The main scientific questions addressed by this activity are:

  1. How does the atmosphere adjust to changes in short-lived climate forcers (SLCFs), and what is the contribution of these rapid adjustments on the effective radiative forcing (ERF)?
  2. How does the climate respond to different patterns of these ERFs? 
  •      Is the global climate sensitivity the same as for CO2?
  •      Does the climate respond on the same timescales as for a CO2 forcing?
  •      How does the spatial pattern of the response relate to the spatial pattern of the forcing?

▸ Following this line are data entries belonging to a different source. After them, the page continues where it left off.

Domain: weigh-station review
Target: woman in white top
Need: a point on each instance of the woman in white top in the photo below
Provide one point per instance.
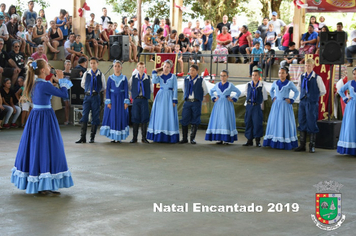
(234, 29)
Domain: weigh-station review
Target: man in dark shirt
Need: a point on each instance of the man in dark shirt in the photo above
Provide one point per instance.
(5, 71)
(219, 27)
(290, 55)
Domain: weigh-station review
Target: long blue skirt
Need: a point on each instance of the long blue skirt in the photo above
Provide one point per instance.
(347, 138)
(41, 162)
(281, 131)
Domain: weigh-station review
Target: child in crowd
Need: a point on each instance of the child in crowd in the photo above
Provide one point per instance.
(255, 92)
(290, 55)
(271, 35)
(25, 105)
(196, 58)
(31, 46)
(256, 55)
(179, 59)
(77, 47)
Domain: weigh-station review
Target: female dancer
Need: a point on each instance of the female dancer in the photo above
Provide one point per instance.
(41, 165)
(281, 132)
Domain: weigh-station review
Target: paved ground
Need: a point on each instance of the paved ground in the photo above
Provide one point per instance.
(116, 186)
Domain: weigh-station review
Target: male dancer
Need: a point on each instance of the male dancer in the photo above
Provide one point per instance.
(194, 90)
(311, 87)
(93, 82)
(140, 88)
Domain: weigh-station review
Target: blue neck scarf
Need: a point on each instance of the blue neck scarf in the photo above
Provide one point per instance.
(140, 84)
(253, 87)
(305, 81)
(191, 84)
(93, 82)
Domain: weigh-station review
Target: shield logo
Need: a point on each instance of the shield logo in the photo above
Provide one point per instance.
(328, 207)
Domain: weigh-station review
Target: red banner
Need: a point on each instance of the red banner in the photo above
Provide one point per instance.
(330, 5)
(324, 72)
(160, 58)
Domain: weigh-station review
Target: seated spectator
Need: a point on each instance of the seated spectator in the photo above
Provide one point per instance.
(286, 39)
(25, 105)
(323, 29)
(256, 55)
(268, 59)
(7, 100)
(7, 72)
(77, 47)
(223, 42)
(39, 53)
(12, 28)
(147, 42)
(3, 112)
(105, 36)
(18, 57)
(91, 42)
(56, 37)
(256, 39)
(39, 36)
(271, 35)
(132, 46)
(31, 46)
(245, 41)
(196, 58)
(82, 65)
(172, 39)
(290, 55)
(180, 59)
(183, 43)
(308, 42)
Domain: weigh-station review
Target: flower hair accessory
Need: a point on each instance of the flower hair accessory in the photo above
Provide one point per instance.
(34, 65)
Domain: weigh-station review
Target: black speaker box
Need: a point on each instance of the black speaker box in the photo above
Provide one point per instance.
(328, 135)
(332, 48)
(119, 47)
(77, 92)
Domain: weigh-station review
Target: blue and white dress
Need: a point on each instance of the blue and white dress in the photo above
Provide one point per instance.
(115, 124)
(281, 131)
(222, 122)
(164, 126)
(41, 162)
(347, 138)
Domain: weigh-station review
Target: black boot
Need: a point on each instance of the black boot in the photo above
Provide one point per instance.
(248, 143)
(193, 133)
(303, 136)
(135, 132)
(144, 133)
(312, 143)
(185, 134)
(93, 132)
(83, 133)
(258, 142)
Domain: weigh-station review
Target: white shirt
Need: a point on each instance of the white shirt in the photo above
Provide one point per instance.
(319, 81)
(205, 89)
(103, 81)
(278, 24)
(353, 36)
(235, 30)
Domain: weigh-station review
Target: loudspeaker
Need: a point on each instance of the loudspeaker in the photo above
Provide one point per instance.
(77, 92)
(119, 47)
(332, 48)
(328, 135)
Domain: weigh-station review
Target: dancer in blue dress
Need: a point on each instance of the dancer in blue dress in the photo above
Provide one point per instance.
(347, 138)
(164, 126)
(222, 122)
(116, 117)
(281, 131)
(41, 164)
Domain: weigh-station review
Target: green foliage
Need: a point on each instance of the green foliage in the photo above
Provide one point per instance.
(22, 6)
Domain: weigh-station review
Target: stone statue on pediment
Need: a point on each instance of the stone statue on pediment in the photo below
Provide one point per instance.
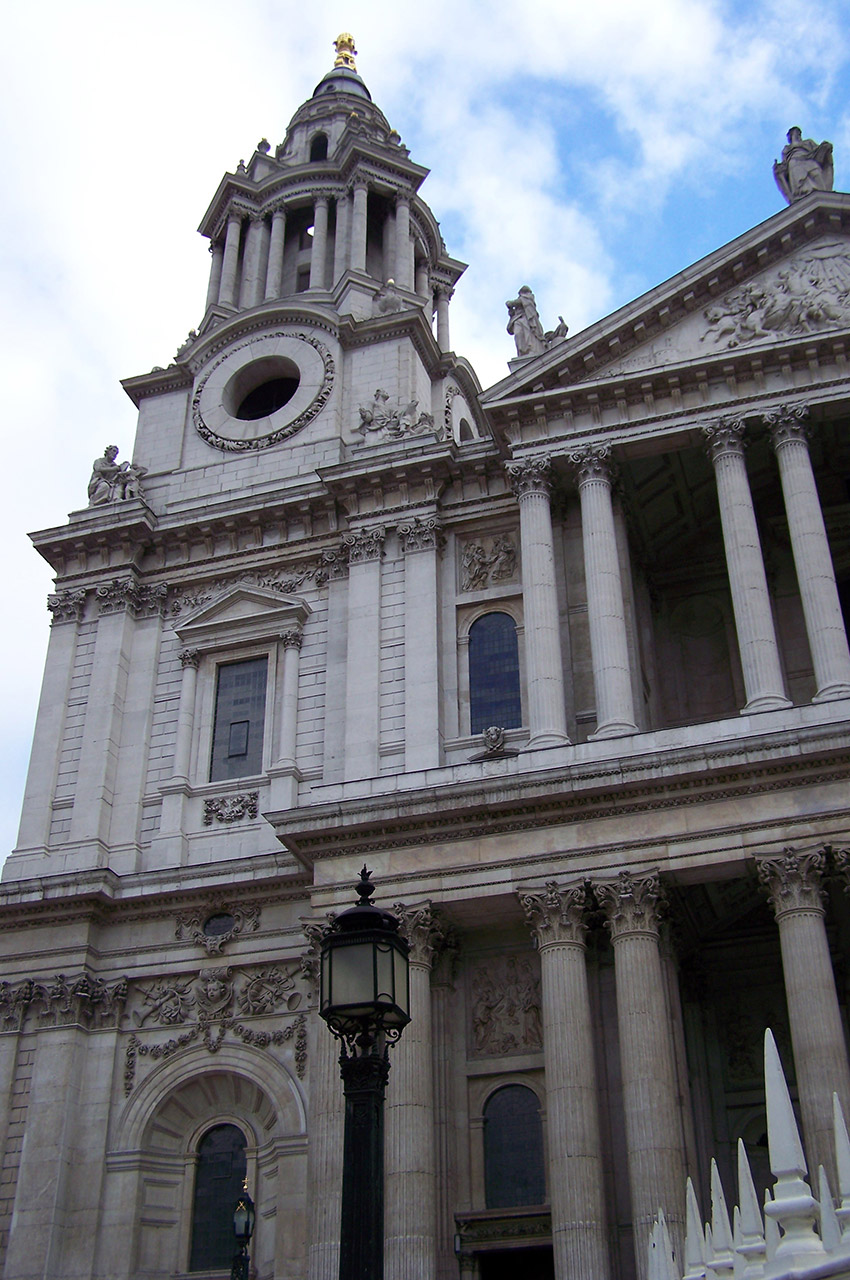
(525, 328)
(805, 167)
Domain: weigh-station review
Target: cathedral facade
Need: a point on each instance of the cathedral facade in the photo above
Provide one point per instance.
(565, 663)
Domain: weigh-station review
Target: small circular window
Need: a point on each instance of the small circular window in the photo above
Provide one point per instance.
(261, 388)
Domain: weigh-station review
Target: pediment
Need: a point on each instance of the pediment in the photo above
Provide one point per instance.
(242, 615)
(786, 280)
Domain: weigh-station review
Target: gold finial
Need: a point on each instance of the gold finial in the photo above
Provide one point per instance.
(346, 51)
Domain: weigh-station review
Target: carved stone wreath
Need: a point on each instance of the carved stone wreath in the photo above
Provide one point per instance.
(286, 429)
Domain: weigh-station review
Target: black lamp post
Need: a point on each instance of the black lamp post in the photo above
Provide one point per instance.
(365, 1000)
(243, 1219)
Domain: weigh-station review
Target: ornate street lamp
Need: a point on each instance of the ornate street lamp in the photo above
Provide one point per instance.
(365, 1000)
(243, 1220)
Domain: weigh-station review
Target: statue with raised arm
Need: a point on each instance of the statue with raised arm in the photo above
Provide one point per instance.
(805, 167)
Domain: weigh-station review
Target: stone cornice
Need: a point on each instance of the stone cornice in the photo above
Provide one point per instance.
(484, 807)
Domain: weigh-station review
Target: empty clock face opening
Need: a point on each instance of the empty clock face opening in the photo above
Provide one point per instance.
(261, 388)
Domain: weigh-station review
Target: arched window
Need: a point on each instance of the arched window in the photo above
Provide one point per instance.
(218, 1182)
(494, 673)
(513, 1171)
(319, 147)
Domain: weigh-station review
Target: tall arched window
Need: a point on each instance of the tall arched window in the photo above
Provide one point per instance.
(513, 1170)
(218, 1182)
(494, 673)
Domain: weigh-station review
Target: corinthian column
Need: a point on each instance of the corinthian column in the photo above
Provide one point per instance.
(410, 1159)
(812, 560)
(576, 1185)
(794, 886)
(544, 671)
(746, 579)
(606, 609)
(650, 1095)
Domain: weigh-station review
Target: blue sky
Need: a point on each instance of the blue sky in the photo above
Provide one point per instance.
(588, 150)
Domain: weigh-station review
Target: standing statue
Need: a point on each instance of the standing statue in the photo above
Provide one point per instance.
(524, 325)
(114, 481)
(805, 167)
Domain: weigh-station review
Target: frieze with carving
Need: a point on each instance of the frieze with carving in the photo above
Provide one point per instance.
(391, 420)
(228, 809)
(488, 562)
(506, 1006)
(216, 923)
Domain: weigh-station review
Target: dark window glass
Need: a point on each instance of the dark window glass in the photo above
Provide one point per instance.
(494, 673)
(513, 1148)
(218, 1182)
(240, 714)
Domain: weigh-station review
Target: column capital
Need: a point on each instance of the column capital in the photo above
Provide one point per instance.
(725, 435)
(530, 475)
(787, 424)
(631, 904)
(592, 462)
(421, 535)
(556, 915)
(794, 882)
(365, 544)
(423, 929)
(68, 604)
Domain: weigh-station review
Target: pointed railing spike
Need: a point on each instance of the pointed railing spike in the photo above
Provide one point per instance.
(750, 1247)
(842, 1162)
(694, 1237)
(830, 1229)
(793, 1207)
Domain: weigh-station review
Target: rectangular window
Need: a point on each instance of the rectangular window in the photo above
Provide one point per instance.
(240, 718)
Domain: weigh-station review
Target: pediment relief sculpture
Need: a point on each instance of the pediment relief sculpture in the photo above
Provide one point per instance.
(804, 295)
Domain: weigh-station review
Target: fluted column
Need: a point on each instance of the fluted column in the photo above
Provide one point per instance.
(403, 247)
(190, 661)
(812, 558)
(544, 670)
(229, 266)
(654, 1137)
(319, 243)
(576, 1179)
(360, 199)
(341, 236)
(410, 1153)
(327, 1114)
(362, 661)
(746, 577)
(274, 270)
(214, 287)
(794, 885)
(421, 542)
(443, 298)
(606, 608)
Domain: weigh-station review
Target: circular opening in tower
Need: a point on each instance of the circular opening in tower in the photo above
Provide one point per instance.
(261, 388)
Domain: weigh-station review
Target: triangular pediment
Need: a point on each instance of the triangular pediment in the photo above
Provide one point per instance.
(784, 282)
(241, 615)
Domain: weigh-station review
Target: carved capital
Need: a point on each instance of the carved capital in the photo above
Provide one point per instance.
(557, 914)
(725, 437)
(421, 929)
(787, 424)
(631, 904)
(592, 464)
(365, 544)
(67, 606)
(421, 535)
(531, 475)
(794, 882)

TUNER – Towards Unified Error Reporting


Activity Leaders:

Thomas von Clarmann (KIT/IMK, Karlsruhe Germany)
Doug Degenstein (Univ. Saskatchewan, Canada)
Nathaniel Livesey (NASA JPL, Pasadena, USA)


Activity description:

The goal of TUNER is to provide a complete and consistent data characterization in terms of uncertainty, resolution and content of a priori information, for the largest possible number of space-borne temperature and composition sounders. Specic objectives are: 

  1. An inventory of the error estimation tools used by past and current satellite missions will be made. The same applies to tools for resolution estimates and a priori content.
  2. The used tools will be assessed for consistency and completeness.
  3. Strategies will be dened to complete the error estimates and to make them consistent.
  4. Missing error and resolution estimates will be provided for the most important data.
  5. Recommendations on the use of the error estimates will be established for each instrument.